General characteristics
- Class & type: Gopher State-class crane ship
- Displacement: 31,500 tons
- Length: 668 ft 5 in (203.73 m)
- Beam: 76 ft 1 in (23.19 m)
- Draft: 33 ft 6 in (10.21 m)
- Propulsion: two Combustion Engineering boilers two General Electric geared turbines single propeller, 10,747shp
- Speed: 17 kn (20 mph; 31 km/h)
- Capacity: 300+ Cargo Containers
- Complement: Full Operational Status: 89 civilian mariners Reduced Operational Status: 10 civilian mariners
- Armament: None
- Aviation facilities: None

= SS Cornhusker State =

Crane ship in ready reserve for the United States Navy

SS Cornhusker State (T-ACS-6) is a crane ship in ready reserve for the United States Navy. She is stationed in Newport News, Virginia under operation control of the Military Sealift Command (MSC). The ship was named for the state of Nebraska, which is also known as the Cornhusker State.

== History ==
Cornhusker State was laid down on 27 November 1967, as the container ship CV Stag Hound, ON 520743, IMO 6916433, a Maritime Administration type (C5-S-73b) hull under MARAD contract (MA 207).
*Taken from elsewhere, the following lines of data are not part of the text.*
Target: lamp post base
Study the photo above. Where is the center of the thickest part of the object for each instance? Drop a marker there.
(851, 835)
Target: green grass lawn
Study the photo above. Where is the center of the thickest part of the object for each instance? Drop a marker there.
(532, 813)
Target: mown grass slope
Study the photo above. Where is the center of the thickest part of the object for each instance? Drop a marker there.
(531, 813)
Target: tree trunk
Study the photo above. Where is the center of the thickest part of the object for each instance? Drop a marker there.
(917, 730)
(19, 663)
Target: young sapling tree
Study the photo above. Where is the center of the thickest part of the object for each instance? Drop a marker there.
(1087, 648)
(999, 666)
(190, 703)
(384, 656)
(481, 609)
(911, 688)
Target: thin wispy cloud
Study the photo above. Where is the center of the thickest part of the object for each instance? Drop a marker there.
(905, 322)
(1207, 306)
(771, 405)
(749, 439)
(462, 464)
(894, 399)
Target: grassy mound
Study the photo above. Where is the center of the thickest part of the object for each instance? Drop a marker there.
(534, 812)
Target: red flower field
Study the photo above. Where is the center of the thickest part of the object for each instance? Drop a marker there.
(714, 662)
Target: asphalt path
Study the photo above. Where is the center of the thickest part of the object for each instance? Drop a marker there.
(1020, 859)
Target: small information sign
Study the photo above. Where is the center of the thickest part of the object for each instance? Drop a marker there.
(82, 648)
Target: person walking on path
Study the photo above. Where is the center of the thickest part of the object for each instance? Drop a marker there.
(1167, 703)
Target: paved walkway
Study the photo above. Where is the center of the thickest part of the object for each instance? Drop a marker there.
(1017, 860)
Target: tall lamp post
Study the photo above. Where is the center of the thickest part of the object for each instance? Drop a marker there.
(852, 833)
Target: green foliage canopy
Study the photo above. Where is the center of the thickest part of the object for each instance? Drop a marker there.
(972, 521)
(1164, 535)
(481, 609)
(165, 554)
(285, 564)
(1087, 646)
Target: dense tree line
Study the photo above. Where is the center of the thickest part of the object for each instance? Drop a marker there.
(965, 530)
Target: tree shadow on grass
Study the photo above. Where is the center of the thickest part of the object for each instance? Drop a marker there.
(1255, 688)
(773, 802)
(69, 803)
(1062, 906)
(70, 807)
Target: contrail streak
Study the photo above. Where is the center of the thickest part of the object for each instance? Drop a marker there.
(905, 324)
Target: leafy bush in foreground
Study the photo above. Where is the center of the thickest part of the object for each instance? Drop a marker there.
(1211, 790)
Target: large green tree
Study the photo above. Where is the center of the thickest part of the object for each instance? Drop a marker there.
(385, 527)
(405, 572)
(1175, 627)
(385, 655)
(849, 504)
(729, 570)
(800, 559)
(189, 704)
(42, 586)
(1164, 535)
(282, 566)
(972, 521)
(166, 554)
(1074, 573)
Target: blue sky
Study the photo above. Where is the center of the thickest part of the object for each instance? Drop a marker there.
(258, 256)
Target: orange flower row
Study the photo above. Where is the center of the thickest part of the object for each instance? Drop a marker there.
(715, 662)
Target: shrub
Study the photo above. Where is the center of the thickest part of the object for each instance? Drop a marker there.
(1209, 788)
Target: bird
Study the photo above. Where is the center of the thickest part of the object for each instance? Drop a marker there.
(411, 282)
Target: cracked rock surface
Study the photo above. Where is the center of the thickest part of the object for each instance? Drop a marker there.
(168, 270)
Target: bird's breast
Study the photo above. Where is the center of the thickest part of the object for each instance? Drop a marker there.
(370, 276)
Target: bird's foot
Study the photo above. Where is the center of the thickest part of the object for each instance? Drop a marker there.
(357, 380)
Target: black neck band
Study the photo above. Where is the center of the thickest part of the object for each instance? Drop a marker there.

Built by Bath Iron Works, Bath, Maine, hull no. 356, she was launched on 2 November 1968, and delivered to MARAD 20 June 1969, entering service for American Export-Isbrandtsen Lines. She was sold to Farrell Lines in 1978 without name change. The ship was returned to MARAD in 1986 and laid up in the National Defense Reserve Fleet (NDRF). In 1987–1988 she was converted to a type (C5-S-MA73c) Crane Ship by Norfolk Shipbuilding & Drydock, Norfolk, Virginia. Completed on 12 April 1988, she was placed in service as SS Cornhusker State (T-ACS-6) and assigned to the Ready Reserve Force (RRF), under operation control of the Military Sealift Command (MSC).